One of the primary concerns with using antihistamines for sleep is the development of tolerance. Over time, the sedative effects of antihistamines diminish, requiring higher doses to achieve the same effect. This can lead to dependency and exacerbate sleep problems. According to the American Academy of Sleep Medicine, the long-term use of antihistamines for sleep is not recommended due to the potential for tolerance and dependency.

Antihistamines can also cause a range of side effects that negatively impact sleep. Common side effects include dry mouth, blurred vision, constipation, and urinary retention. These side effects can cause discomfort and interrupt sleep. The Mayo Clinic reports that older adults are particularly susceptible to these side effects, which can further complicate sleep issues.

Moreover, antihistamines can interact with other medications, increasing the risk of adverse effects. For instance, combining antihistamines with other central nervous system depressants, such as alcohol or sedatives, can enhance their sedative effects and lead to excessive drowsiness or even respiratory depression. The National Institutes of Health advises against combining antihistamines with other sedatives due to these risks.
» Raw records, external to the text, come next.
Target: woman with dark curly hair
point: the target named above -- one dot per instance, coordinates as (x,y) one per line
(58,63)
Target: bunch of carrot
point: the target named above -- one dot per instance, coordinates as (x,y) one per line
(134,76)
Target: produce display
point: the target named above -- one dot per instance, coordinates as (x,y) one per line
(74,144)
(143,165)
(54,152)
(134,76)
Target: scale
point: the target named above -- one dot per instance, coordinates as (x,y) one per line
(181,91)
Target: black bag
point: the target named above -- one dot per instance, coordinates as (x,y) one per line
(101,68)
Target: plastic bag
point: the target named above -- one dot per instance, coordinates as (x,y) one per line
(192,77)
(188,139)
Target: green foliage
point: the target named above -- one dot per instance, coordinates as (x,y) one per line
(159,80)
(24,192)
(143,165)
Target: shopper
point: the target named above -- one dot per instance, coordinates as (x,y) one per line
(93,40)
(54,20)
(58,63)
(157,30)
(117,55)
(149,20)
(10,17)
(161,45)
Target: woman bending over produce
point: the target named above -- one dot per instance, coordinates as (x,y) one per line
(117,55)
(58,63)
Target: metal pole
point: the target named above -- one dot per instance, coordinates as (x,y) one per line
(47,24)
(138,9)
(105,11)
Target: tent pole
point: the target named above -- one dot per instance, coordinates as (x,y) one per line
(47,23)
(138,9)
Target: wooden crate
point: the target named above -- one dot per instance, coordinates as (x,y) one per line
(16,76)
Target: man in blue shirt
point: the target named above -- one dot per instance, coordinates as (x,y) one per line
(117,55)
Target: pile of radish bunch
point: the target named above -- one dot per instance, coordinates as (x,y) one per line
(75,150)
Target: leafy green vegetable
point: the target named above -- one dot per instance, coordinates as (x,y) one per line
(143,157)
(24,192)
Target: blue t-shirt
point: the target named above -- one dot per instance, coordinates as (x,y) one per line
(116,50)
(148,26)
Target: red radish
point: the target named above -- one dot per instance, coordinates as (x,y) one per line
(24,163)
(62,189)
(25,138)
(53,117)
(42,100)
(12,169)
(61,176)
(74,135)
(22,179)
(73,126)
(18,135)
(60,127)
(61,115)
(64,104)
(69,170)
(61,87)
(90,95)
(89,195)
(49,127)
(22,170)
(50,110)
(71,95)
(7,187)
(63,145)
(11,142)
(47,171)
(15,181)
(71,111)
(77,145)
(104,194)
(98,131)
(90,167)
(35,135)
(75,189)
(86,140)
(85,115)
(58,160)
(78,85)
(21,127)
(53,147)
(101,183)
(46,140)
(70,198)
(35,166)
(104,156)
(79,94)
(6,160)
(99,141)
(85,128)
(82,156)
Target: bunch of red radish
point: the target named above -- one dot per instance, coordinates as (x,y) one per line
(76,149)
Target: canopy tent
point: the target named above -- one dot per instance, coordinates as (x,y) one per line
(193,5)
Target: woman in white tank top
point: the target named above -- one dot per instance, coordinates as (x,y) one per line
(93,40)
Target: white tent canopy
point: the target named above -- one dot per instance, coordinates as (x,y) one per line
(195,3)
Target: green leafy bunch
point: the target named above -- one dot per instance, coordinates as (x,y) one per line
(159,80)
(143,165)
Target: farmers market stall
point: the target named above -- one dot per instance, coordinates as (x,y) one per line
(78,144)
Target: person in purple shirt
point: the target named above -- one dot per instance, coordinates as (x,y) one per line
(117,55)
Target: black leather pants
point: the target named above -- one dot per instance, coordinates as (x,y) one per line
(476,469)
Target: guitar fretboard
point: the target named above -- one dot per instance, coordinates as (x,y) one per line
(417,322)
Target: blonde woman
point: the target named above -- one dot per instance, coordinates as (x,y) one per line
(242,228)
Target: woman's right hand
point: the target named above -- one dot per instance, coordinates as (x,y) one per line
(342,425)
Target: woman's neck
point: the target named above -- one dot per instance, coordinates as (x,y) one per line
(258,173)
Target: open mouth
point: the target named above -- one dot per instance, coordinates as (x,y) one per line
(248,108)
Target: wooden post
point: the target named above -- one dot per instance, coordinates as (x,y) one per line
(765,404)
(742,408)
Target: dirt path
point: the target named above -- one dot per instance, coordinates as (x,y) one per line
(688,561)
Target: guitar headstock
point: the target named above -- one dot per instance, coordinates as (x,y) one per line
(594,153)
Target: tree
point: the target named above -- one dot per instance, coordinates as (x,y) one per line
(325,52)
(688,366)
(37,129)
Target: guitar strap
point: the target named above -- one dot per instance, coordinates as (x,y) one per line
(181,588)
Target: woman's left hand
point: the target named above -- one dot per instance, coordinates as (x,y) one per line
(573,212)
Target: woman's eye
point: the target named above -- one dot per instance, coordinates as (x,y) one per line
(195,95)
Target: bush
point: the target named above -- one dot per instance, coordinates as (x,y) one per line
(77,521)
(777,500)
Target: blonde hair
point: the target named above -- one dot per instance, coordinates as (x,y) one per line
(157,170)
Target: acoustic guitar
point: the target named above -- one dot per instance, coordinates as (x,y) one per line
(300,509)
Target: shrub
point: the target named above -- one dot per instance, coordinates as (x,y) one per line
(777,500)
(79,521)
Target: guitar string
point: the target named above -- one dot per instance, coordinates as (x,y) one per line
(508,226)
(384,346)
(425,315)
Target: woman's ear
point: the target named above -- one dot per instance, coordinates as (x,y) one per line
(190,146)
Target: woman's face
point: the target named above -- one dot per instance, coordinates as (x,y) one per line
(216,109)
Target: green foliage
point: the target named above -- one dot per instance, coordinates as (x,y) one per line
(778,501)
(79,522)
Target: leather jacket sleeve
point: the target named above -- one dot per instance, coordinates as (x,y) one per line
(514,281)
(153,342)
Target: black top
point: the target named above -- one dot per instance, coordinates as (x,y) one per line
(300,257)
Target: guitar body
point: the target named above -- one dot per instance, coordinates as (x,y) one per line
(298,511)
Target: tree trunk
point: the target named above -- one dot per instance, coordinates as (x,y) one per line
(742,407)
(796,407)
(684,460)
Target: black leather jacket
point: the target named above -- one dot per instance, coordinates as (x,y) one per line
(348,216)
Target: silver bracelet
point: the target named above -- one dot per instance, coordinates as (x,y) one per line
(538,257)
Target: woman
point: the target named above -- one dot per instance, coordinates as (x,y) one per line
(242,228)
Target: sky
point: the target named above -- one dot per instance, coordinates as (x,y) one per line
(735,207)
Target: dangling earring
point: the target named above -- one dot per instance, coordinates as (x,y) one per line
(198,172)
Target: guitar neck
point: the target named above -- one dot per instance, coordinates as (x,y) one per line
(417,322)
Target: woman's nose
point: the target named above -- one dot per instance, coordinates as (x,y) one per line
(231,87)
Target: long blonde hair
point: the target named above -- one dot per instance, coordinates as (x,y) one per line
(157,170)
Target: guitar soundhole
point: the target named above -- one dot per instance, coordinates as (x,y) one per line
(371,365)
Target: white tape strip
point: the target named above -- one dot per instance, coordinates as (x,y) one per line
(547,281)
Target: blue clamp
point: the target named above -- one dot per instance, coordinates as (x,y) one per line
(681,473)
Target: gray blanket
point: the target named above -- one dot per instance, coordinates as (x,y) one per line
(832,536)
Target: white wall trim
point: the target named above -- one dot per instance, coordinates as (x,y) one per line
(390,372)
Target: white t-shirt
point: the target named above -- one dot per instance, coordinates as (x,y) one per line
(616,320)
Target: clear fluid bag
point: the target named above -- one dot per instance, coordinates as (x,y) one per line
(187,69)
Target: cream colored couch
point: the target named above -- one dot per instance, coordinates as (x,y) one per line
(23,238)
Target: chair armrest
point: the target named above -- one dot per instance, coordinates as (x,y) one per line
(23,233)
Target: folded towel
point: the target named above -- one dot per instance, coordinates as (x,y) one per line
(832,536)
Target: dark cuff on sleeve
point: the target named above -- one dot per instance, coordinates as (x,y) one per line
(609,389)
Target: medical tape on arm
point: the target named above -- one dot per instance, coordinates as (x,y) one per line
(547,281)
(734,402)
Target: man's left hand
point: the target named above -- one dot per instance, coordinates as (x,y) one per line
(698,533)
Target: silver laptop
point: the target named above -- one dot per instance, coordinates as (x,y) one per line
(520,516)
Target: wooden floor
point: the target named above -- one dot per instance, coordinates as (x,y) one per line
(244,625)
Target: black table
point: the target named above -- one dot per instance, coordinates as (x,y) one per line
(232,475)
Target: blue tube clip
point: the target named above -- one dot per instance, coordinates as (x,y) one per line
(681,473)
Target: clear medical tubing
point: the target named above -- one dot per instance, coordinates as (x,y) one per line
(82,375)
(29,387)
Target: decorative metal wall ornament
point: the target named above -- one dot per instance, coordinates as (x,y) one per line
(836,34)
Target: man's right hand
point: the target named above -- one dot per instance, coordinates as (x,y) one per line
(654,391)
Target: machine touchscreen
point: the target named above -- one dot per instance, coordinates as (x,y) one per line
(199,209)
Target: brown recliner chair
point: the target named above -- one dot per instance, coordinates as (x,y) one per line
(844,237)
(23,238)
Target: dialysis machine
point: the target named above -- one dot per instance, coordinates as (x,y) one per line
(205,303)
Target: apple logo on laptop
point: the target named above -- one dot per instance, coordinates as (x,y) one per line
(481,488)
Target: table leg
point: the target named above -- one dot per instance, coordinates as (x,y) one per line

Alternative treatments for allergies that do not interfere with sleep include nasal corticosteroids, saline nasal sprays, and lifestyle modifications. Nasal corticosteroids, such as fluticasone (Flonase) and mometasone (Nasonex), effectively reduce inflammation in the nasal passages without causing drowsiness. Saline nasal sprays can help clear nasal congestion and provide relief from allergy symptoms. The American College of Allergy, Asthma & Immunology recommends these treatments as first-line options for managing allergies without disrupting sleep.

Lifestyle modifications can also help manage allergy symptoms and improve sleep quality. Keeping windows closed during high pollen seasons, using air purifiers, and regularly washing bedding can reduce exposure to allergens. Additionally, maintaining a consistent sleep schedule and creating a relaxing bedtime routine can promote better sleep. The Sleep Foundation emphasizes the importance of good sleep hygiene practices for individuals with allergies.

In conclusion, while antihistamines can provide relief from allergy symptoms, they can have detrimental effects on sleep quality and overall health. Understanding the potential risks and exploring alternative treatments can help you manage allergies without compromising your sleep. By prioritizing non-sedating treatments and adopting healthy sleep habits, you can achieve better sleep and improve your overall well-being.


  • Sleep Medicine: "Effects of First-Generation Antihistamines on Sleep"
  • Journal of Clinical Sleep Medicine: "Daytime Sleepiness and Cognitive Impairment from Second-Generation Antihistamines"
  • American Academy of Sleep Medicine: "Risks of Long-Term Antihistamine Use for Sleep"
  • Mayo Clinic: "Side Effects of Antihistamines in Older Adults"
  • National Institutes of Health: "Interactions Between Antihistamines and Other Medications"
  • American College of Allergy, Asthma & Immunology: "Non-Sedating Allergy Treatments"
  • Sleep Foundation: "Sleep Hygiene Practices for Allergy Sufferers"

Disclaimer: This article is for informational purposes only and does not constitute medical advice. Always consult with a healthcare professional before making any changes to your medication or sleep habits.